In sintesi, c’è poi un tratto kafkiano nella “lontananza” di Pep a match finito, come se la Coppa fosse fondamentale per il City (e per Manchester, la sola città, con Milano, ad averla vinta con due team) ma non per lui. Il che è insieme vero e falso. È vero perché la consapevolezza ormai estrema sulla volatilità del successo in quel torneo (paragonata al «lancio di una moneta») è tutt’uno con quella - aldilà di ogni falsa modestia - sull’incidenza del proprio operato nella storia del calcio. Ed è falso perché Pep sa bene che l’essere riuscito a realizzare l’antico sogno discusso con Johan (portare l’evoluzione del totalvoetbol in Inghilterra) registra con questa Champions una ratifica simile a quella che Johan stesso (con Pep in campo) ha ottenuto con la Champions blaugrana a Wembley nel ’92. Quanto agli scettici rimasti sul suo valore, restano pochi argomenti. Per chi - da Capello all’ultimo degli haters - sostiene come sia facile vincere con la VISA dal plafond infinito (spesso anzi sottintendendo come, con quei mezzi, Pep abbia vinto poco) c’è un solo argomento. E cioè: pur in assenza di prove controfattuali, è possibile ipotizzare che un altro tecnico, di altra “scuola”, avrebbe vinto molte più Champions; e chissà, persino più Premier. Il punto è che lui ha vinto quello che ha vinto (36 trofei in 15 anni) giocando con una lingua calcistica e uno stile - una radiance - unici, inconfondibili. Non per tutti esaltanti (e qui si aprirebbero discussioni infinite sul “giudizio di gusto”) ma inconfondibili.

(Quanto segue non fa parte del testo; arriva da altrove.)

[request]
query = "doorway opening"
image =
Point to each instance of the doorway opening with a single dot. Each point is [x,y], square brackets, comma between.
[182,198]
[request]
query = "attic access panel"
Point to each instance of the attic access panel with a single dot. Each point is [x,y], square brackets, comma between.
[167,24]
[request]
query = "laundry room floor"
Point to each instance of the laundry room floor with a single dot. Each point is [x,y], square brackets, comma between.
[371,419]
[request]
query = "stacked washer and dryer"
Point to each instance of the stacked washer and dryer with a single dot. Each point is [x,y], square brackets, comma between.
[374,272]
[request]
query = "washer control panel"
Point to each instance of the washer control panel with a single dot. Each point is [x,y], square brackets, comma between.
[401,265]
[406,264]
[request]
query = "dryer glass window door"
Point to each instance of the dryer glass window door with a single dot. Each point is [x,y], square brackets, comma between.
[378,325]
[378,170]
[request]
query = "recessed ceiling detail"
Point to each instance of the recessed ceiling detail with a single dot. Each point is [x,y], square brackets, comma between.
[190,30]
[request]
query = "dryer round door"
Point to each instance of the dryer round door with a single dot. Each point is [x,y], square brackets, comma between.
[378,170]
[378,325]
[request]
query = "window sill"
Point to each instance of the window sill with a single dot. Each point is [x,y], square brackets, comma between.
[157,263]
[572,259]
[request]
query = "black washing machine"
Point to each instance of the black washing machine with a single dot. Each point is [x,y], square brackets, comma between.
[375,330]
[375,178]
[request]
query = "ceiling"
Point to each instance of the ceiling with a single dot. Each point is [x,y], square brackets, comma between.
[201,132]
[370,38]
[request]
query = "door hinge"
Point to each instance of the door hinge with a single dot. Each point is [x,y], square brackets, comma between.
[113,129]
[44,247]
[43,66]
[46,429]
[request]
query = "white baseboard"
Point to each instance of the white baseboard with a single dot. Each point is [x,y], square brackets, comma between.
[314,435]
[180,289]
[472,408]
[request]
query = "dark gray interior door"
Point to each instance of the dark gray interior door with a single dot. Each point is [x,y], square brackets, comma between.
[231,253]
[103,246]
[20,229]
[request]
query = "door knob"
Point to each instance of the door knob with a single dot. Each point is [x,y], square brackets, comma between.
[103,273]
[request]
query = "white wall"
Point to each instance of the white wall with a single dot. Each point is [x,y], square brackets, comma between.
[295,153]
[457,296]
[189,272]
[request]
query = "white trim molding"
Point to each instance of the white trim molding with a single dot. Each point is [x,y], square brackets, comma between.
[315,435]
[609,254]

Lo ha riassunto bene di recente il Loco Bielsa, uno dei suoi tecnici-mentori: «Lui è un uomo capace di fare magie. Quello che sa fare per me è difficilissimo da copiare; anzi, ormai mi sono rassegnato al fatto che non ci riuscirò. Ammiro moltissimo il suo lavoro e già il solo fatto di provare a interpretare le novità che inserisce nel suo gioco, è un modo per ri-innamorarsi del calcio».

Non sembrano le parole di un coach su un altro coach, ma di un artista su un altro artista, di uno scienziato su un altro scienziato. E anche se il calcio non è né arte né scienza, in quelle parole sentiamo tenace non l’illusione, ma addirittura la speranza, che possa esprimere i tratti - almeno qualche volta - dell’una e dell’altra.